US Unemployment: Another Good Month


Part of me wants to celebrate what appears to be strong sustained job growth signaling the steady march toward normalcy.  The other part is sobered by the realization that at his pace that march will take many years.  But every journey starts with a single step - or something like that - so I am still in glass half full mode.

The BLS reports today that another 227,000 jobs were created in February while the unemployment rate held steady at 8.3%. Actually both side of this is good news, the jobs numbers are great and at 200+ K we are creating many more jobs than new working age people, and the fact the new job seekers kept the unemployment rate up is good because it likely shows that people are perceiving that the job market is improving and starting to look for work again.

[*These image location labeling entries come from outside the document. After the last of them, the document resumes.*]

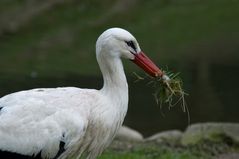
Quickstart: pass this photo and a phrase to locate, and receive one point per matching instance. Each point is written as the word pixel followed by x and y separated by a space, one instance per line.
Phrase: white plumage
pixel 36 121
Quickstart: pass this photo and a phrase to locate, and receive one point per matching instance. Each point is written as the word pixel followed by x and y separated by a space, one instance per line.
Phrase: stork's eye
pixel 131 44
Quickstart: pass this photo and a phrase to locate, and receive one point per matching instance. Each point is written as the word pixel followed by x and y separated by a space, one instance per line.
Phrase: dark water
pixel 213 97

So is is another good month and we are definitely on the path back, plus good news in Europe as the Greek mess looks at least reasonably contained leaves me reasonably optimistic.

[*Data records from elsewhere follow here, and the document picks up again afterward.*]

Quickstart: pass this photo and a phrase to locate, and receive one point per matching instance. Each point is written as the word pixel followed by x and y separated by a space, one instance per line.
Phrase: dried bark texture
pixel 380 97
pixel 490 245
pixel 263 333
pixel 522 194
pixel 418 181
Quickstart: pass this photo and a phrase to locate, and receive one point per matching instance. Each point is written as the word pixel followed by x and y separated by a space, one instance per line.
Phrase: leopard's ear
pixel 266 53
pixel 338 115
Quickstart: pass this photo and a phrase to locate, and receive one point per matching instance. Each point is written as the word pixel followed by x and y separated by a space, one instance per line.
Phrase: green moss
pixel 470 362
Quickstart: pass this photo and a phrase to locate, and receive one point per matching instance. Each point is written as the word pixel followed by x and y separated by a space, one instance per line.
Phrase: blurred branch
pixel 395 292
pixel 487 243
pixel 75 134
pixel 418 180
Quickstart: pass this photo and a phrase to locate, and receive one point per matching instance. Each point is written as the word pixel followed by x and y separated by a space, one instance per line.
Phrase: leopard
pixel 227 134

But this is the dismal science so here is the sobering graph courtesy of the New York Times which compares job losses in the post war recessions:

Source: New York Times from Bureau of Labor Statistics Data. Chart by Amanda Cox.
Horizontal axis shows months. Vertical axis shows the ratio of that month’s nonfarm payrolls to the nonfarm payrolls at the start of recession. Note: Because employment is a lagging indicator, the dates for these employment trends are not exactly synchronized with National Bureau of Economic Research’s official business cycle dates.

1 comment:

Unknown said...

I think this is evidence against the "policy uncertainty" theory on why the labor market was not improving.